Krill industry joins forces to protect penguins in Antarctica

Adelie penguins in Anterctica

The fishing industry and a coalition of non-governmental organisations (NGOs) have agreed to stop krill harvesting in an area of the Antarctic Ocean, to protect the penguin population. Krill, which is used as a component in fishmeal for feed as well as pet food and nutritional supplements for humans, is a key part of the penguins’ diet.
The closure is year-round and permanent, affecting a 4 500km² area of ocean around Hope Bay in the northern Antarctic Peninsula. The move is supported by the Association of Responsible Krill harvesting companies (ARK) and an NGO coalition of Greenpeace, Pew, WWF and Oceanites.
The move expands voluntary restricted zones that came into effect in 2018. It is intended to secure the year-round protection of the largest Adélie penguin colony in the region, and sends a strong statement of intent in support of a marine protected area in the Antarctic Peninsula from industry to the Commission for the Conservation of Antarctic Marine Living Resources (CCAMLR) and the entire Antarctic community.
The companies making the commitment represent 85% of the krill fishing industry in the Antarctic and are all members of the Association of Responsible Krill harvesting companies (ARK). They are: Aker BioMarine, CNFC, Jeong IL Co., Dongwon Ind. Co., PescaChile, Rimfrost, Fujian Zhengguan Fisheries Development Corporation, Liaoning Pelagic Fisheries corporation.

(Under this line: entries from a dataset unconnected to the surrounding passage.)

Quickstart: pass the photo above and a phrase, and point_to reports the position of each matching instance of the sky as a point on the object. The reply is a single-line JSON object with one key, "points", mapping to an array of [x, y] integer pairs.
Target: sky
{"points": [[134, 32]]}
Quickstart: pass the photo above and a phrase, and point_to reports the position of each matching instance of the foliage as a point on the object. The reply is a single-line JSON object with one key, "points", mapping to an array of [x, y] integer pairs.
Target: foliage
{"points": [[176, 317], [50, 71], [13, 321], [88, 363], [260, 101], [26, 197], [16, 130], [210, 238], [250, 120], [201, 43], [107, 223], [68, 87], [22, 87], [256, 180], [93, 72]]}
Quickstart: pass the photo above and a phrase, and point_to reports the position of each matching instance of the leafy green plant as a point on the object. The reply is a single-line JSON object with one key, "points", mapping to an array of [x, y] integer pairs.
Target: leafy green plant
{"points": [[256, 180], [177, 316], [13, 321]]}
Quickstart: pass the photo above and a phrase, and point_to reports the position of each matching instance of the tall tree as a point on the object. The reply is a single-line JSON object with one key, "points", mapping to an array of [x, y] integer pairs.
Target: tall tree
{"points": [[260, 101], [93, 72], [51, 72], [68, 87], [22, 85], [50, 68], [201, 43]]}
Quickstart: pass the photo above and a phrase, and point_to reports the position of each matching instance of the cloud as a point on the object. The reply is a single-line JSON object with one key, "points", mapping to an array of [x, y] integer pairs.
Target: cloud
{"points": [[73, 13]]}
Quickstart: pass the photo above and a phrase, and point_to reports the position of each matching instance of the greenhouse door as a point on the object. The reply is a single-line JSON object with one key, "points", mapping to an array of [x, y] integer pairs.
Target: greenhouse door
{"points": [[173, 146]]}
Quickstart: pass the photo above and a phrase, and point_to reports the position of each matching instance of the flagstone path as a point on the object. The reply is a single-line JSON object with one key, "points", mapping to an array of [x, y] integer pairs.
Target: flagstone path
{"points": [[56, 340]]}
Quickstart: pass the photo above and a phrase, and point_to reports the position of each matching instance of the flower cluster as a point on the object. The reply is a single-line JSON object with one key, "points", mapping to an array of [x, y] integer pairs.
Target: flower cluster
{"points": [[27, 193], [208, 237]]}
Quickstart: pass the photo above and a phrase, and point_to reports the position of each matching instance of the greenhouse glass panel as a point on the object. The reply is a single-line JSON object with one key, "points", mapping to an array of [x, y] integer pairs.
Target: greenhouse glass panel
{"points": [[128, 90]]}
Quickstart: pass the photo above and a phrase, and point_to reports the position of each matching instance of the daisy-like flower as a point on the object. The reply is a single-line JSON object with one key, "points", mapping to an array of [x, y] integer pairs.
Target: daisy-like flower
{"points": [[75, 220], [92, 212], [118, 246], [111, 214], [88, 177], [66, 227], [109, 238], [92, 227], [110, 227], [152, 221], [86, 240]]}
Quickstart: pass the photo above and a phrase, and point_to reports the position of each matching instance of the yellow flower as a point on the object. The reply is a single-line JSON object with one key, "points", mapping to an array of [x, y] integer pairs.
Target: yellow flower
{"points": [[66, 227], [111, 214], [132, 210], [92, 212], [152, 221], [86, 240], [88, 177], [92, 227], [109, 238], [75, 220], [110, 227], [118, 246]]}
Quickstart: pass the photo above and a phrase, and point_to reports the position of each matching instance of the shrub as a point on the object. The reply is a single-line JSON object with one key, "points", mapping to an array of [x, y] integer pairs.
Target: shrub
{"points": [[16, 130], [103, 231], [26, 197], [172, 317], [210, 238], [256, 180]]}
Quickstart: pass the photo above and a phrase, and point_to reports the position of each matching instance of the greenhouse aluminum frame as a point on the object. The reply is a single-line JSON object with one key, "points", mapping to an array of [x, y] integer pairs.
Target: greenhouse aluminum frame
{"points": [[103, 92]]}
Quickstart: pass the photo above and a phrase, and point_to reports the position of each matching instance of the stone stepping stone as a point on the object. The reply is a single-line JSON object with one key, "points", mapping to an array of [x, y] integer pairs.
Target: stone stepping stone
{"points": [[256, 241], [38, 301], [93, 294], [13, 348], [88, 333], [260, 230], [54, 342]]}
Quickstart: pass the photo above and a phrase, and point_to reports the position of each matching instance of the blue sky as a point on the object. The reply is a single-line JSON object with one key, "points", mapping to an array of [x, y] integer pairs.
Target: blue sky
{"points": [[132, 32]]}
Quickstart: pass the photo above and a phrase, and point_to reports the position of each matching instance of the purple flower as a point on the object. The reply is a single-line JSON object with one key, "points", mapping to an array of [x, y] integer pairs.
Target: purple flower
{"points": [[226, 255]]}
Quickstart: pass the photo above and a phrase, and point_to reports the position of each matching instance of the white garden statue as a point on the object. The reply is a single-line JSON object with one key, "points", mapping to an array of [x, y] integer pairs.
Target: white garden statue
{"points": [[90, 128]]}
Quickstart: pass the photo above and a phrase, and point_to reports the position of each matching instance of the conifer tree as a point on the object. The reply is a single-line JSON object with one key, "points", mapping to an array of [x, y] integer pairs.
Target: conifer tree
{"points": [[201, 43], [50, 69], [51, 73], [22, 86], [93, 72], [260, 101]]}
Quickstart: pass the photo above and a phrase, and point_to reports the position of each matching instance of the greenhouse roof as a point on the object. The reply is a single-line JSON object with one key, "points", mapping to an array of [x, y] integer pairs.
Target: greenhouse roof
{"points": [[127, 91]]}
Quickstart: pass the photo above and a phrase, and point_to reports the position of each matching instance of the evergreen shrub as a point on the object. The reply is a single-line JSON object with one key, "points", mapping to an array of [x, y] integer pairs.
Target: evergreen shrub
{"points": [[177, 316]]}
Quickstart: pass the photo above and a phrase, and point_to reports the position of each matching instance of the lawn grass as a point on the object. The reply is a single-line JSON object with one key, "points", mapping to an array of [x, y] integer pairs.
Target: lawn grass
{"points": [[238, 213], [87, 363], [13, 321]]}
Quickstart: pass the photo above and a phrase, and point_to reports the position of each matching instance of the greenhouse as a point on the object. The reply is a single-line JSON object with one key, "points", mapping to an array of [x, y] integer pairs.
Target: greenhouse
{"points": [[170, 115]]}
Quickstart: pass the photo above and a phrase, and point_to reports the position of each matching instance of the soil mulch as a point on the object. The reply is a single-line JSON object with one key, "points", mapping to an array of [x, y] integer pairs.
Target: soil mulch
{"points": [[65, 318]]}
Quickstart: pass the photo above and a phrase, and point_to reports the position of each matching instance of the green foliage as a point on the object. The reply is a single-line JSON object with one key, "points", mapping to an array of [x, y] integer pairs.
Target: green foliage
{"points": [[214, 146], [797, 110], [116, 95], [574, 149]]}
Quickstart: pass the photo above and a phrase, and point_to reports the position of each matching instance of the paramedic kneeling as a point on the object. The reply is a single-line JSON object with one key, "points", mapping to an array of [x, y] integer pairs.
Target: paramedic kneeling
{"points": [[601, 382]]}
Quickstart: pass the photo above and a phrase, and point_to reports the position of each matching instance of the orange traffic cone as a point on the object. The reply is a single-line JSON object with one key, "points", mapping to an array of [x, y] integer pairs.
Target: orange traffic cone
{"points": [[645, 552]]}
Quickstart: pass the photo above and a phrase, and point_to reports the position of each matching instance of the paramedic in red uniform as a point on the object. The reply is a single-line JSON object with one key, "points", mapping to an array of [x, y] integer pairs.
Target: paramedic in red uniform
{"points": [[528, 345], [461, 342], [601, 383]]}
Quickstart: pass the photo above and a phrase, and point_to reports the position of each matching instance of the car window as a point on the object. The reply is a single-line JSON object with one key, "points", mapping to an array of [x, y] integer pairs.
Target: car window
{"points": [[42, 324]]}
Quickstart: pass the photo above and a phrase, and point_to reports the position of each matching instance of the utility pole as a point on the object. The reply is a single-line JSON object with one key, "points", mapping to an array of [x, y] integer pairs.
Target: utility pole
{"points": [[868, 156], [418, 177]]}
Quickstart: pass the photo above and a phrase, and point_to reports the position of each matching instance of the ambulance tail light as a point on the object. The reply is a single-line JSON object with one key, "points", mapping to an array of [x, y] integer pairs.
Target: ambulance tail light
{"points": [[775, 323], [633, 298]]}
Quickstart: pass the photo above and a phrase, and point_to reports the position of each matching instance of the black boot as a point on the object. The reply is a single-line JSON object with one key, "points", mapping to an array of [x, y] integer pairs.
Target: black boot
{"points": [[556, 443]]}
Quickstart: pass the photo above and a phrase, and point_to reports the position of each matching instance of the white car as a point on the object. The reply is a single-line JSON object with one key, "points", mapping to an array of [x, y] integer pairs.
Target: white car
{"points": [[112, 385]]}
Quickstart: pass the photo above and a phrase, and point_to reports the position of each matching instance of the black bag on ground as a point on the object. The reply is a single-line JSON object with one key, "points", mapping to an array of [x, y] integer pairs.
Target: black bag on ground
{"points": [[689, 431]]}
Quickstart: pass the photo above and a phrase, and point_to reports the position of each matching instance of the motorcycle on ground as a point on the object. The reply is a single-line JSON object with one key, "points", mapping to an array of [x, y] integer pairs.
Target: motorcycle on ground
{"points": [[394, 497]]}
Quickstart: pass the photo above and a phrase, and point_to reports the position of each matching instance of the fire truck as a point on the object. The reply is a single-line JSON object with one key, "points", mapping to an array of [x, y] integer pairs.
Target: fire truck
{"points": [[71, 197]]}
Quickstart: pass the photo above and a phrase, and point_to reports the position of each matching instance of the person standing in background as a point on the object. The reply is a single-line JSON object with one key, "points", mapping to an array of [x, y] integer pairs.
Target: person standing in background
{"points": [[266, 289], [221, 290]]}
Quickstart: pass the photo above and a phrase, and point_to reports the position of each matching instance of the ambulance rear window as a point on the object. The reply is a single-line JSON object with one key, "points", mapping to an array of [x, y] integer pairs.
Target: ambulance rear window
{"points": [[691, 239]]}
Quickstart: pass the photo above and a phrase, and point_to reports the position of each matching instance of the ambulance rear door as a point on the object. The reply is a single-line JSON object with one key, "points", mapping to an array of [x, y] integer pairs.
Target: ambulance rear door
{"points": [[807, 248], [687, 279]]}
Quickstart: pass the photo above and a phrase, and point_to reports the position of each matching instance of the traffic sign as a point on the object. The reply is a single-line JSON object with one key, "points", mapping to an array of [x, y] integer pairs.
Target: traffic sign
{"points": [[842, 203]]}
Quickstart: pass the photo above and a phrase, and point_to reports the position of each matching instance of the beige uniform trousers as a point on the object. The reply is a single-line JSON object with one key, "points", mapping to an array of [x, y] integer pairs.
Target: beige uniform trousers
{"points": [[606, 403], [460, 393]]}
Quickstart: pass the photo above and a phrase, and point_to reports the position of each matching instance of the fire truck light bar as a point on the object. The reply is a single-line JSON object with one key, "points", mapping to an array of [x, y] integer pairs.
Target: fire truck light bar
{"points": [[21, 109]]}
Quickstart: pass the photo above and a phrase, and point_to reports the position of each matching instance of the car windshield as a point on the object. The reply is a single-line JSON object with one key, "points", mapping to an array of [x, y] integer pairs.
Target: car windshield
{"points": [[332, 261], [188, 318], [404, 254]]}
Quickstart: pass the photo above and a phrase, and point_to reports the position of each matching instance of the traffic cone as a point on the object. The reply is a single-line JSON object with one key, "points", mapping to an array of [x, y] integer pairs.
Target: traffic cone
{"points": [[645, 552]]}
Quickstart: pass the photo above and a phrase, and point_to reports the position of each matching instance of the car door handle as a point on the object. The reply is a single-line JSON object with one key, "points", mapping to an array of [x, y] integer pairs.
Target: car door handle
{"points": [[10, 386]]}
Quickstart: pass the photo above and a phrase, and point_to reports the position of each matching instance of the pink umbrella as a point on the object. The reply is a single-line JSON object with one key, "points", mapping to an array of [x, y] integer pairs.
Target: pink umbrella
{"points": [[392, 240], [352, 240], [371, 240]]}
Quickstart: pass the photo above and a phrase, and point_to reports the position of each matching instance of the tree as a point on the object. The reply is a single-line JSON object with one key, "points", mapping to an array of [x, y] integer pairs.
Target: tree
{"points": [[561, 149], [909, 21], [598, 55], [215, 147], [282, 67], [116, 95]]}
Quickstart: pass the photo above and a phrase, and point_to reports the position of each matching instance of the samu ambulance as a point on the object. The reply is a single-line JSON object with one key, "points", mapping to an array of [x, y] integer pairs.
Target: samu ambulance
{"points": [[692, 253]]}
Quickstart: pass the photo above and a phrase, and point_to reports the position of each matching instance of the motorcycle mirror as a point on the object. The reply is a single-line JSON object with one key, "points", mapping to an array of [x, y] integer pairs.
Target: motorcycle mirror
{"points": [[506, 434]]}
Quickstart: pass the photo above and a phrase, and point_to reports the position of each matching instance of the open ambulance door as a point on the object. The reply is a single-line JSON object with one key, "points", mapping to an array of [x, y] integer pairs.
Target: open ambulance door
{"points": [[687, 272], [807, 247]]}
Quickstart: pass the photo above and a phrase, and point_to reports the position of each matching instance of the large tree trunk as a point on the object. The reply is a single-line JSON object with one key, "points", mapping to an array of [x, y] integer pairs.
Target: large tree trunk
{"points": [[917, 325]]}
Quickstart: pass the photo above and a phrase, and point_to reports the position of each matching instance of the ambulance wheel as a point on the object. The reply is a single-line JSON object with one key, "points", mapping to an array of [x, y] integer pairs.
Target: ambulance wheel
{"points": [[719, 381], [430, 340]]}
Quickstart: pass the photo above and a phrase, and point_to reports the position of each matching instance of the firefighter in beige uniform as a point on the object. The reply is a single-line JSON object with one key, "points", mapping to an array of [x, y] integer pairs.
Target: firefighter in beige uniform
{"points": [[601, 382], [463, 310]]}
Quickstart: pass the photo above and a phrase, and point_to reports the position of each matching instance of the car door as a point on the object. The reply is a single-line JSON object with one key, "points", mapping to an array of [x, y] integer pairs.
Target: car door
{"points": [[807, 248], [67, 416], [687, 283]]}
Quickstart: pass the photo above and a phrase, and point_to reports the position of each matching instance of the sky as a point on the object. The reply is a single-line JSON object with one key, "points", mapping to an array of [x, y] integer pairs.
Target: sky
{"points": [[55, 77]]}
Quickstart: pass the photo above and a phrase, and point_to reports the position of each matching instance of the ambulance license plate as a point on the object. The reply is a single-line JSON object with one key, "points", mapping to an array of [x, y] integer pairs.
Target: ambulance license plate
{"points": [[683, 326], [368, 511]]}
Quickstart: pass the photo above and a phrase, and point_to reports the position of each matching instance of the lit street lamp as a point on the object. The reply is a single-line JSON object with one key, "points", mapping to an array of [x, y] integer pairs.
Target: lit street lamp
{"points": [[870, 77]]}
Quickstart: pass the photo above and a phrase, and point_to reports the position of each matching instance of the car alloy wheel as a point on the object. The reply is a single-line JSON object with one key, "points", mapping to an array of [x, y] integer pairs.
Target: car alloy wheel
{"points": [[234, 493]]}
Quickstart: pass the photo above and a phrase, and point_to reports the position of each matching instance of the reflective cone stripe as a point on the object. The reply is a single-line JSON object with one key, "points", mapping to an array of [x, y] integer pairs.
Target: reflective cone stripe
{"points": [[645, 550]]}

Pål Skogrand, director of Antarctic affairs with krill harvesting company Aker BioMarine, said: “Nature is changing fast in Antarctica, faster than policy and regulation is able to understand and keep up with. When the krill industry moves to an all-year closure ahead of its time, this is a necessary precautionary action that we take because we can. To get things right in Antarctica we need to move outside of our comfort zones and develop ‘shared ownership’ of crucial conservation concepts across industry, Governments and NGOs”.
Aker BioMarine says studies have shown a strong population decline among the Adélie penguins within the time span they have been monitored. By closing this area, the company says, the krill industry reinforces its precautionary approach, upholding important ecosystem values and facilitating a better scientific understanding of penguin performance. The move will also help answer the question of why some colonies are in decline and others are not.
Will McCallum of Greenpeace’s Protect the Oceans campaign, said: “This is a major step towards seeing permanent protection in the Antarctic Peninsula and we are pleased to see the fishing industry listening to the movement of individuals, scientists and politicians across the world calling for ocean protection… we urge governments to step up and commit to creating ocean sanctuaries in the Antarctic, free from harmful human activities. At this year’s major UN conference on Biodiversity they need to agree an ambitious target to protect at least 30% of the world’s oceans by 2030.”